SQL-like query processors can extend and use E3 engine at run-time to support advanced features such as various flavors of IN operator, expressions in the select statement etc. Single query may make use of multiple individual expressions, combining and evaluating them according to appropriate execution plan. E3 itself will only provide a generic execution engine, with support for:

  • Arguments of arbitrary types

  • Custom N-ary functions and atoms

  • Custom extensions for the analyzer (allowing injection of custom ExpressionTrees)

  • Complete runtime configuration, no need to re-compile the engine code when adding custom extensions

First goal for E3 is to deliver maximum speed for repetitive evaluations, e.g. where the same expression is evaluated over hundreds of millions of input values. Hence the three implementation requirements:

  • Emit binary code at runtime

  • Emit thread-safe stateless code

  • Avoid dynamic memory allocation inside the evaluator, unless explicitly required by expression

Second goal for E3 is smooth integration with C# code, data structures and garbage collector. Thus, implementation is built in C#, using Expression Trees and garbage-collectible lambdas (Funcs and Actions), and compilation APIs must support heavily concurrent clients.
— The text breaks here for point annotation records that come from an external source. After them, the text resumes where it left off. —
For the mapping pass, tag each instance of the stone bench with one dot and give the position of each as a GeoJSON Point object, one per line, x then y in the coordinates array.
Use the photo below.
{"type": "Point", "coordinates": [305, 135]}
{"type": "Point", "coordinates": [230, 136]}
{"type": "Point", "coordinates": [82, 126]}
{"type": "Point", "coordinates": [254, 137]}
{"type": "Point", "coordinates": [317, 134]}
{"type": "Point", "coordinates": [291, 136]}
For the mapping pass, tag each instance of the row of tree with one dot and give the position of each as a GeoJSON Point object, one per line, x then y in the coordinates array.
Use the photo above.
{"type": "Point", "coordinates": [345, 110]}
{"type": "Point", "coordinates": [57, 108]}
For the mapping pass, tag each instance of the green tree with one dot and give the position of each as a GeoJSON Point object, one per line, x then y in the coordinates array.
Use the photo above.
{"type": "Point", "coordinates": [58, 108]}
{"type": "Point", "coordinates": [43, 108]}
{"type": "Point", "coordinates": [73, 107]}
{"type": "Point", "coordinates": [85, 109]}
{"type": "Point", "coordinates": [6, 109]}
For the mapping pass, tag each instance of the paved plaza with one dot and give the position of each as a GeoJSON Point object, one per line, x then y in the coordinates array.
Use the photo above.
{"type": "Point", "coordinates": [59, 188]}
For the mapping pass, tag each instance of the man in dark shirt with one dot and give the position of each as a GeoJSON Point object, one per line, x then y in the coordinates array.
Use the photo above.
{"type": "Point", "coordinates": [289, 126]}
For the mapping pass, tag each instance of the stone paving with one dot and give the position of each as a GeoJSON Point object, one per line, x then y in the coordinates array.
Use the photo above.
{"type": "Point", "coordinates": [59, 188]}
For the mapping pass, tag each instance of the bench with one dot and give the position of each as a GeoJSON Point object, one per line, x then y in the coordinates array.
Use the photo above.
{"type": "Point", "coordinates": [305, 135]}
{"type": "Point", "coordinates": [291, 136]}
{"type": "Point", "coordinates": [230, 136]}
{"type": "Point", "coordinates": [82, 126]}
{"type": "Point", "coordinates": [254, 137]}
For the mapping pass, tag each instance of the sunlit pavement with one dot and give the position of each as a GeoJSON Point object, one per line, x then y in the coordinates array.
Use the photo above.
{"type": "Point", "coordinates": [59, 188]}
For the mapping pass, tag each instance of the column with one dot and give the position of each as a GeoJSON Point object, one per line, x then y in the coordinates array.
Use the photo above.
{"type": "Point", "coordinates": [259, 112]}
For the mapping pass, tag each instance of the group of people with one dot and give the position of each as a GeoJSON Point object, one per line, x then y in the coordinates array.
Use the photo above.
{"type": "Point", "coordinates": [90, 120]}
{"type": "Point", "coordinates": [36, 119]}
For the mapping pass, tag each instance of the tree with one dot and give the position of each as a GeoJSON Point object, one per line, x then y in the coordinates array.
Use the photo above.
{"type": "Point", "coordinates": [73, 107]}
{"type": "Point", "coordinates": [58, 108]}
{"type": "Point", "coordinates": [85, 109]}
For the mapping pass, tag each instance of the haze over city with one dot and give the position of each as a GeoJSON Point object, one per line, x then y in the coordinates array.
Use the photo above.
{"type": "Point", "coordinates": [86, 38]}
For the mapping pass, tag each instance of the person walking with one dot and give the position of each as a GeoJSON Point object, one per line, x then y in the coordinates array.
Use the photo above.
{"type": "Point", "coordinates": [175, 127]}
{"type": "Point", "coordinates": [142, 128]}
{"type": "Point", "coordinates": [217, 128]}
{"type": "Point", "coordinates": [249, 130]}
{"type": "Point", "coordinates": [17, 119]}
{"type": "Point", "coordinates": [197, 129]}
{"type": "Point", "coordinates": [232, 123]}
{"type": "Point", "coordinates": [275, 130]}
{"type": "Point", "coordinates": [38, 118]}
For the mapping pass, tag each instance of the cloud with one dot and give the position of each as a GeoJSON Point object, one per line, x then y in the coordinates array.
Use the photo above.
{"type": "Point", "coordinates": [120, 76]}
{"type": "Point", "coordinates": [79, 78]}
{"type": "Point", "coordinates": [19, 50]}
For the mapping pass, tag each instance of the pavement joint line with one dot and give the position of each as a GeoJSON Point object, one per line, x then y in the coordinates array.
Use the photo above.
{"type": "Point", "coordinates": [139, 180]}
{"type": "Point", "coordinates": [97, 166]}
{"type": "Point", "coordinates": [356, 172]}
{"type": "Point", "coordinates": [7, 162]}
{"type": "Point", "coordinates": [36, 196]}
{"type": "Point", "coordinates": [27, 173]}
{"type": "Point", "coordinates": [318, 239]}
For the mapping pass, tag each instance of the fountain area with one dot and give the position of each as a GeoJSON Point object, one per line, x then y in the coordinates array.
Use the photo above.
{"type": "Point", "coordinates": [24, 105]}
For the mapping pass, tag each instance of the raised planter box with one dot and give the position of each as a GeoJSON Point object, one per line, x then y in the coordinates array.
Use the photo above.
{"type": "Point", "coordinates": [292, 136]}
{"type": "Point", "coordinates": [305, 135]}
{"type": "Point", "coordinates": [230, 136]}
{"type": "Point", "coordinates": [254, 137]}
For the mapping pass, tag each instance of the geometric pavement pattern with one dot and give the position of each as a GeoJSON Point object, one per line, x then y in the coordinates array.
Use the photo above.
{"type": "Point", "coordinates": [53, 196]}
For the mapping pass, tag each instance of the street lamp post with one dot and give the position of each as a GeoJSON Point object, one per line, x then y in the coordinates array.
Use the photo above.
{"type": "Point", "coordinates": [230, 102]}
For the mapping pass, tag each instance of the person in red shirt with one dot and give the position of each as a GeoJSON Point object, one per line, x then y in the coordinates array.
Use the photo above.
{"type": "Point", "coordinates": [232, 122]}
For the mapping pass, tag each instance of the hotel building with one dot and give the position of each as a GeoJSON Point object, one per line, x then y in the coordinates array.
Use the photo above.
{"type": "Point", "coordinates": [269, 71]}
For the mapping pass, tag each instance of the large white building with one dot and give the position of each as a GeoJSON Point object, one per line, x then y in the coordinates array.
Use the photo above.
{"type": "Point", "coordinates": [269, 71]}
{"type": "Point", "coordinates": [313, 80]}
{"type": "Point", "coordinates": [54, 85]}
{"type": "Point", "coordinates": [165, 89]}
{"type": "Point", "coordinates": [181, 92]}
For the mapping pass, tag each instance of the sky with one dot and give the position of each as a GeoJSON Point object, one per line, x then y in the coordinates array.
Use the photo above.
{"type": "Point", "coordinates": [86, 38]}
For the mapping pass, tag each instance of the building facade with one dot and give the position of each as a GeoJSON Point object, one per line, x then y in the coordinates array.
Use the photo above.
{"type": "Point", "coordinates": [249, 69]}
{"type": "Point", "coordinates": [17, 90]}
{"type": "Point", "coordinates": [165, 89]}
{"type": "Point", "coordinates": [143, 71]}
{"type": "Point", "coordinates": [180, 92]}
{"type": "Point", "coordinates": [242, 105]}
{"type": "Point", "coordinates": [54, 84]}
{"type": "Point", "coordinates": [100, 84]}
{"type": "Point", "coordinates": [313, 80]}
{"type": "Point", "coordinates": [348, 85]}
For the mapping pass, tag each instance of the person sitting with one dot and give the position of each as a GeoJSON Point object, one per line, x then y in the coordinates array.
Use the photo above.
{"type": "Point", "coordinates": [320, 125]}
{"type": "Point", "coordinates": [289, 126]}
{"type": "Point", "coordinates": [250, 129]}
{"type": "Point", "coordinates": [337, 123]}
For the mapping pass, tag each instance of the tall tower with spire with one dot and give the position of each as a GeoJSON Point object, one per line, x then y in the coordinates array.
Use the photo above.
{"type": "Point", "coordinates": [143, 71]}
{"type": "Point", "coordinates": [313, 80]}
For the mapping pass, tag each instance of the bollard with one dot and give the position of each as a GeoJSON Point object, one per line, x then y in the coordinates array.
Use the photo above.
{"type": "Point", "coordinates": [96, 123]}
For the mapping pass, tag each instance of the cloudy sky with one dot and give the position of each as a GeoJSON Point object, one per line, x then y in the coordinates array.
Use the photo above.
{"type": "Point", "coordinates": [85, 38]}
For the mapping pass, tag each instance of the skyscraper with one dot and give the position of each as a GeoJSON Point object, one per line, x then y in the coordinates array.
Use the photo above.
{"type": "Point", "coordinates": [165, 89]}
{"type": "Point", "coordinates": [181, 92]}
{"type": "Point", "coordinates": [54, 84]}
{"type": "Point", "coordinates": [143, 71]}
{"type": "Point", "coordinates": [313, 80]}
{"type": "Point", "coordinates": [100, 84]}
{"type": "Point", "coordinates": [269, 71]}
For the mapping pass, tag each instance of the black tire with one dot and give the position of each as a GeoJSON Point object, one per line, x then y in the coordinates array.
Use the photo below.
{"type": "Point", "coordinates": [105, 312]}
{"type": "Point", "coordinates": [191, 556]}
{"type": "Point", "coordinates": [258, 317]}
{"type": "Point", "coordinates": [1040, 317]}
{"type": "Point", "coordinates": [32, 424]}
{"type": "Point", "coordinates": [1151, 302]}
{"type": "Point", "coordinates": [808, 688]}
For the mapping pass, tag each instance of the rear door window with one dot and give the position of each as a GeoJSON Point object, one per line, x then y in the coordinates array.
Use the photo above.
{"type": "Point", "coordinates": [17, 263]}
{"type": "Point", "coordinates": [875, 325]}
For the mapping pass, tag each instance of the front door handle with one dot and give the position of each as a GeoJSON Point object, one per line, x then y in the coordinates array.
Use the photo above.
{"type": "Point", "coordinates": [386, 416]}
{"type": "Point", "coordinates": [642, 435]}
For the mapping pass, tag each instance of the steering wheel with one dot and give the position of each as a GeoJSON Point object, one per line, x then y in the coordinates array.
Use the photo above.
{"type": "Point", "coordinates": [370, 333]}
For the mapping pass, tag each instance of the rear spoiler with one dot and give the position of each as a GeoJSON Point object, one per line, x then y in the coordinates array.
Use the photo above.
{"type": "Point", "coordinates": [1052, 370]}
Engine’s input is its runtime configuration (factory object) and a text string for parsing, analysis and compilation.

Outputs are a parse tree (AST – abstract syntax tree), Expression tree, and a compiled .NET lambda.

Language & APIs

E3 is distributed as a .NET Standard assembly DLL, paired with 3-rd party parsing library (NuGet package of https://www.nuget.org/packages/Irony, source at https://github.com/IronyProject/Irony), debug symbols and XML comments files.

E3’s application programming interface exposes:

  • Parsing library dependency: ParseTree, ParseTreeNode

    • Objects of these types support parser’s and compiler’s extensibility features
  • Runtime factory object: interface IExpressionEvaluatorRuntime

    • Implemented by public type ExpressionEvaluatorRuntime

    • Registration of custom atoms, either as pre-compiled lambdas or as Expression generators (injection of Expression Trees)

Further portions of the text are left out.